Die Wasserversorgung war eine der Herausforderungen bei der Waldbrandübung der Kreisfeuerwehr Göttingen in Sieber. © Niedersächische Landesforsten

„Vollbetankte Löschfahrzeuge auf schmalen Waldwegen und um enge Kurven zu fahren war eine Aufgabe der Waldbrand-Übungen. Das Löschwasser in die Faltbehälter umzupumpen und in Schläuchen hangauf zur Brandstelle zu bekommen, war der andere Teil der Übung“ beschrieb Hassepaß den Zweck des Einsatzes.

Nachschub an Löschwasser entnahmen die Feuerwehren im Ort Sieber aus dem gleichnamigen Fluss und brachten es über einen Kreisverkehr zum Einsatzort.

Nächste Übung schon geplant

Das Niedersächsische Forstamt Riefensbeek unterstützte die Wehren bei ihrem Wunsch nach einem Übungsgelände.
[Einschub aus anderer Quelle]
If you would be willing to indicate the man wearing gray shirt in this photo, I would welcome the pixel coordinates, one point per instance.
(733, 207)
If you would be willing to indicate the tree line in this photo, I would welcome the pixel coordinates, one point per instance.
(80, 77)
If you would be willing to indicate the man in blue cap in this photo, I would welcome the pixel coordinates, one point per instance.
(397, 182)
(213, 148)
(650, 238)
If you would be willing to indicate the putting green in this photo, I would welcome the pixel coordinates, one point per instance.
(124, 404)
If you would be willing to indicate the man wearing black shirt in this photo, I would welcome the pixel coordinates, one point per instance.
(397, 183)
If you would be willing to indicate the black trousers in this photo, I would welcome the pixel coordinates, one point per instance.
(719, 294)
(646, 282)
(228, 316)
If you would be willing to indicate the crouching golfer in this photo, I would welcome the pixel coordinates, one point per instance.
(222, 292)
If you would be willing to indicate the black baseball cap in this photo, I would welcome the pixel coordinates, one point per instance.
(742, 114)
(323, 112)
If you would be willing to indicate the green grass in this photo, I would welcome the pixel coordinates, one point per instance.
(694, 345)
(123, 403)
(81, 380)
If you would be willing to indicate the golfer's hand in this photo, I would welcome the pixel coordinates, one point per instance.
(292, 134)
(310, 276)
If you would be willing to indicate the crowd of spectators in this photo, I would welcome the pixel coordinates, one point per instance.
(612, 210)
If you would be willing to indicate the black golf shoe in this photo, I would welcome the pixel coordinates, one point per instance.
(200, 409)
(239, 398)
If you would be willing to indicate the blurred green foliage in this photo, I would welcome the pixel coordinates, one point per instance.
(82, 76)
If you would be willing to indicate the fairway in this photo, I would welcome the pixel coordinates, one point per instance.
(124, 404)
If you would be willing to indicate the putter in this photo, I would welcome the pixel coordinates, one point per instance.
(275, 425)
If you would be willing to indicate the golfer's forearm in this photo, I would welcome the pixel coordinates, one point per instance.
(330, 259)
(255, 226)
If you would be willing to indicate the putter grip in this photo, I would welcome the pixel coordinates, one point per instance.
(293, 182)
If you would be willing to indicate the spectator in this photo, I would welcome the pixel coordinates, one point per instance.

Daniel Zimmermann, Betriebsdezernent im Forstamt und stellvertretender Kreiswaldbrandbeauftragter, zeigte sich zufrieden.

„Das Forstamt schätzt die Einsatzbereitschaft und Ausstattung der Freiwilligen Feuerwehren. Schließlich hat unser Forstamt leidliche Erfahrungen mit Waldbränden in den vergangenen Jahren gemacht. Da ist das gute Zusammenspiel von Forst und Feuerwehrkräften wertvoll und wichtig, um beim Ernstfall schnell und schlagkräftig zur Stelle zu sein“, so Förster Zimmermann, „außerdem kann der Wald momentan jeden Tropfen Wasser gut gebrauchen.“

In vier Wochen wolle man eine ähnliche Übung wiederholen lautete das abschließende Urteil über die Waldbrandübung in Sieber.